The trees—native species selected for ecological function—were chosen to reinforce and restore forest connectivity across the fragmented lowlands between Braulio Carrillo and Tortuguero National Parks. Among the most commonly planted were guachipelin, almendro, and corteza amarillo—species valued for their growth speed, durability, and ability to support wildlife. Many provided fruit or shelter to animals including toucans, agoutis, and the three monkey species that were resident at La Suerte. Jaguars, though elusive, still traverse this region, navigating a mosaic of remaining habitat. Our efforts contributed to a broader network of governmental and grassroots initiatives working to stitch these fragments into a continuous ecological fabric.
By February 15, we hit the number: 5,000 trees.
There was no fanfare—just a sudden downpour of rain, almost on cue. No balloons, no headlines. Just the people who made it possible, and an unwavering belief that something important had taken root. With their support, I had done what I set out to do. But more importantly, we had created a story greater than its parts.
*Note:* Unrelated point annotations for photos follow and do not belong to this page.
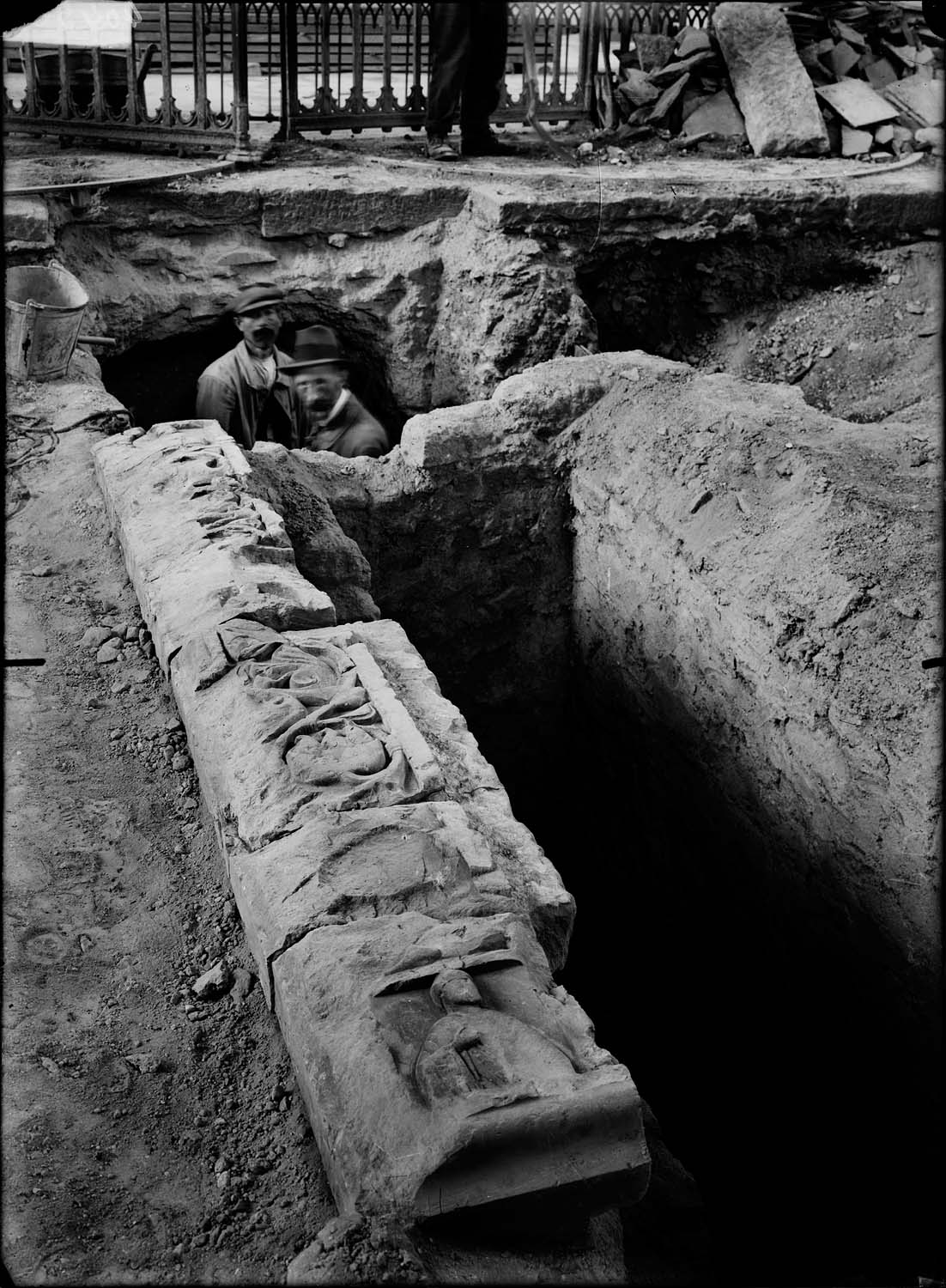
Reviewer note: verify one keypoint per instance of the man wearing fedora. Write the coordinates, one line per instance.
(246, 391)
(332, 419)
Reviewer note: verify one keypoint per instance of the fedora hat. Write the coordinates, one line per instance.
(257, 296)
(316, 347)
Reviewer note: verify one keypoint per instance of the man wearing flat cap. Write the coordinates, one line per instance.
(332, 419)
(246, 389)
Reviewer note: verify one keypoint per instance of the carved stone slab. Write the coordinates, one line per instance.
(198, 548)
(469, 777)
(362, 865)
(291, 732)
(443, 1069)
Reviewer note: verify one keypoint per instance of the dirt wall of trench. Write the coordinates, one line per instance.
(761, 584)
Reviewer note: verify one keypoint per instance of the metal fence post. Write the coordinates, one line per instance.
(241, 84)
A shared commitment to climate action, embodied in sweat, soil, and saplings.
After the final tree was planted, Ernesto returned to the big house to resume his law school commitments, encouraged and supported by his sister Erica—two remarkable people whose quiet dedication stood out, even among a community filled with a handful of heroes who helped make this project possible. I owe a debt to them all. After planting nearly 200 more trees with Macho—another quiet hero in this story—I walked alone to a patch of forest, listened to the birds, and let it all sink in.
This had started as a whisper of an idea—in woods near the coast of Maine—and now it had form. Life. Legacy. Climate Zero was no longer theoretical. It was forest.
Three days later, I rolled away.
My legs protested. After two weeks off the bike, I cramped hard. By mile 45, I questioned the wisdom of resuming so abruptly. But I kept going. One hundred five miles later, I reached a modest tourist destination on the Caribbean coast—waves breaking under stars.
Beyond the small room that I rented—where I crawled inside and tried to recover—lay the second half of the ride. The first half was about proving something. This half was about honoring it. The trees were in the ground. My debt to the planet—at least in theory—was paid.
But the journey wasn’t over. Not by a long shot.
The journey ahead would carry me all the way south, to the very end of the road in the Americas, through the final reaches of Mesoamerica and into the immensity of South America. Awaiting me were landscapes both feared and revered: the tangled wilds of the Darién Gap, the vast sprawl of the Amazon Basin, the high passes and thin air of the Andes, the remote grandeur of Patagonia—and countless unknowns that had stirred both wonder and apprehension in my imagination for months.